This was agony. The sunlight was not damaging the monster quickly enough. We had no tank, with Bonbon unconscious and my shield arm hanging limp as a whip. The mort could take out any one of the party with a single blow, but presently he could attack only me. For ten more seconds, at least. Which meant my party would survive for these ten seconds. What if he failed to hit me before the ten seconds expired? What penalty would the System impose? I didn't know, but that was the only hope we had.
"Come on, you rat!"
I turned to look the mort in the eye. Suddenly, that eye expanded to fill the whole wide world, and my consciousness plunged into total blackness.
***
Something sharp pinched my cheek. I opened my eyes and stood up slowly. Well, damn. I was standing on a semicircular platform that was divided by an unbroken wall of rolling gray fog. Underneath, I saw stunted vegetation—dirty green grass and twsited, crooked trees creeping along the ground. The platform cut off sharply along the edge, with a vast black surface stretching beyond it. The Dark Ocean? Well, where else would that black ape send me, if not here? The sky was gray as a slab of lead, with no hint of the sun. No wind, no clouds. Everything was quiet, lifeless, motionless. Even the grass and trees seemed like contrived scenery. I didn't have my armor or weapons—my inventory was completely unavailable, like it had been in the vision with Merdoc. I bent down and picked up some of the grass, examining it carefully. Unnatural, sharp edges. My botany skill was non-existent, so I didn’t bother trying to perceive whether it was alive or not. I tossed it to the ground and slowly approached the edge of the cliff, trying to figure out what exactly had happened.
I concluded that the mort knew it didn't have enough time to reach me with its claws, so it had attacked me mentally. Was this a control effect? What was happening in Venern right now? If it was a control effect, the mort would still lose a third of its HP. Primordial Chaos worked the same way on everyone, from a rabbit to a leviathan. And since the mort had already lost fifteen percent of its health, it would be just above half. According to Vaessa, the gods took thousands of years to regenerate their life force. Greater Healing didn't work on them since all those billions of hit points were linked to their astral body. This mort didn’t have its own Helstaad here, and I hoped it never would. Not even the brashest of morons would build temples and altars in this thing’s honor, so restoring its HP would take forever and a half.
So if my reasoning was right, the eight of us sacrificed ourselves to take the dark god down to almost half HP. OK, cool. Death was, of course, rather a negative outcome. Though perhaps in the whole time I had been standing here, only a split second had passed there, or less. I could still feel my left arm, so the fight couldn't be over yet. But what the hell had sent me here? And what was I supposed to do now?
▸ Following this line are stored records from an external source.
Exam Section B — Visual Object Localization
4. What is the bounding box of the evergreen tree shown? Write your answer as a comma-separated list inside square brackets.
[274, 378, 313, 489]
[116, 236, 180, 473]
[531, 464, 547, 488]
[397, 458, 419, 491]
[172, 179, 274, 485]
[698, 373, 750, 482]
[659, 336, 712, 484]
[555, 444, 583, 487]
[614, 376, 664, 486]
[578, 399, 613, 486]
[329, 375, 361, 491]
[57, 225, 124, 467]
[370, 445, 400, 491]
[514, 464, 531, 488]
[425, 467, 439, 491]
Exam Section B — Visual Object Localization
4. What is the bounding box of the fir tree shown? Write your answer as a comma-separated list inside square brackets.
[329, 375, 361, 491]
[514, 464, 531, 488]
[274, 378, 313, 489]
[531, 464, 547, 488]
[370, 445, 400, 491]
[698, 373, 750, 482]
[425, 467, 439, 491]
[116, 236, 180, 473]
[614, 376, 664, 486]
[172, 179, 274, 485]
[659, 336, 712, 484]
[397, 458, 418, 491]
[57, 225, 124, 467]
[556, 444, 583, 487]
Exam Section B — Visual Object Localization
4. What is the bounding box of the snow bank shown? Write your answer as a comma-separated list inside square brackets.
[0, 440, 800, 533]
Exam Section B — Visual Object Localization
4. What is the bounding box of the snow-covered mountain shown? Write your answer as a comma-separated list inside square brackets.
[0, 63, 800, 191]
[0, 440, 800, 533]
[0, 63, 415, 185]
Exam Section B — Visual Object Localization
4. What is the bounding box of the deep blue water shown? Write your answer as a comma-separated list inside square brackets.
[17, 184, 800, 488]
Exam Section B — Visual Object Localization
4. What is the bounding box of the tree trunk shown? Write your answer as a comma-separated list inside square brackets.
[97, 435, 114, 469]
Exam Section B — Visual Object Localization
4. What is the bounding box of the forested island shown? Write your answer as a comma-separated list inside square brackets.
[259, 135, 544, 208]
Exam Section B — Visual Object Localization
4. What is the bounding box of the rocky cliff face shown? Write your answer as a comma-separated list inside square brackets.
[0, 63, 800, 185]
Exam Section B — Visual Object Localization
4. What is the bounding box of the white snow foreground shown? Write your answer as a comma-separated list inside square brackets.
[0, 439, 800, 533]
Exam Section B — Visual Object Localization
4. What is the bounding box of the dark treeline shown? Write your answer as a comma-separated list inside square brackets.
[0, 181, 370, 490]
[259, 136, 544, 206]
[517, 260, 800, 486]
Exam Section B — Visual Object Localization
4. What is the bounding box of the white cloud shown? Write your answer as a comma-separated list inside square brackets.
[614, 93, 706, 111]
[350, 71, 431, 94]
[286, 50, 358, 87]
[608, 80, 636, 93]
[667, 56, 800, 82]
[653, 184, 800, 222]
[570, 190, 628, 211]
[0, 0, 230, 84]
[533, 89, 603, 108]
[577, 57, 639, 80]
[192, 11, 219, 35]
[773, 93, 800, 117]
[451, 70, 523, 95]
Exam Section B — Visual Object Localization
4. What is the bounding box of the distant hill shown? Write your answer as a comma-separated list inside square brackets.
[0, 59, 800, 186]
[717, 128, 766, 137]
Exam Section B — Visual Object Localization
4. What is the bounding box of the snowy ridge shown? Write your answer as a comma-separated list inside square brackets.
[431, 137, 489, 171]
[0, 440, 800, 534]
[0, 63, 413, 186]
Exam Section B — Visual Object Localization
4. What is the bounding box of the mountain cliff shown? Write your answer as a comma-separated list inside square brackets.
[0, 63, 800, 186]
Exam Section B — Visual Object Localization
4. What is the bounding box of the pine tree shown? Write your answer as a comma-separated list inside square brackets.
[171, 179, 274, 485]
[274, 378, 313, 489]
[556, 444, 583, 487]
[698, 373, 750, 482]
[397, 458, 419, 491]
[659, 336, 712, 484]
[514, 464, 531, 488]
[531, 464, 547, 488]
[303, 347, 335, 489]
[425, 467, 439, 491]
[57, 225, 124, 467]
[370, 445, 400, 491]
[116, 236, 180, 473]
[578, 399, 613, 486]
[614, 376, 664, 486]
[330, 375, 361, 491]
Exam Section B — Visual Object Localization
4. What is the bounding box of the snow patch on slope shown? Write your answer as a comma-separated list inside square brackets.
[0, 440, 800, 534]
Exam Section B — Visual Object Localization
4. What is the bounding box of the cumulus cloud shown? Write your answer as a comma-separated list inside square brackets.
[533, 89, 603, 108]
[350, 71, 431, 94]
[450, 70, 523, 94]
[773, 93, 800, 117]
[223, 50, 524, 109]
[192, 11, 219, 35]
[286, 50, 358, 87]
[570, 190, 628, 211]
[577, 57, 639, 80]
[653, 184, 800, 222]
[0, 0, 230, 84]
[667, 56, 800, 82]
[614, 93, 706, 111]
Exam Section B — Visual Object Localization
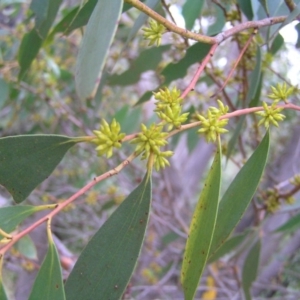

The Dark Ocean was thick and black, with not even the slightest ripple visible on its surface. Just solid, impenetrable blackness. I couldn't even determine how high above it I was. The edge of the platform was six-seven feet thick, at most. It was a piece of land suspended in the air, over the surface of the ocean. I jumped back from the edge and massaged my temples with my fingers. I could feel the inky black abomination dragging me to itself. I can resist it. I will resist it. I calmed down and gave a gesture to the ocean that made my opinion of it crystal clear, then looked thoughtfully at the wall of fog.
"Hello!"
The voice on my right was soft and pleasant, but it still made me flinch. I turned my head and took a step back.
"It's you!"
A beautiful young woman stood next to me, though I would have sworn she wasn't there a moment before. She wore light, translucent pants, light blue shoes, and a matching satin tunic, adorned with thick black hair. My woman looked the same as in my first vision of her, except...
"Yes, my love." Lita looked around the platform and smiled. “What an amazing place! Here, all of your deepest desires come true.” She approached me and offered her hand. “Come on. I'll take you to a place that’s just right for us.”
"All of my deepest desires, eh?" I looked at her hand contemplatively.
"That's right." The girl looked into my eyes and cocked her head to the side. “Is there something you want? Just tell me what it is...”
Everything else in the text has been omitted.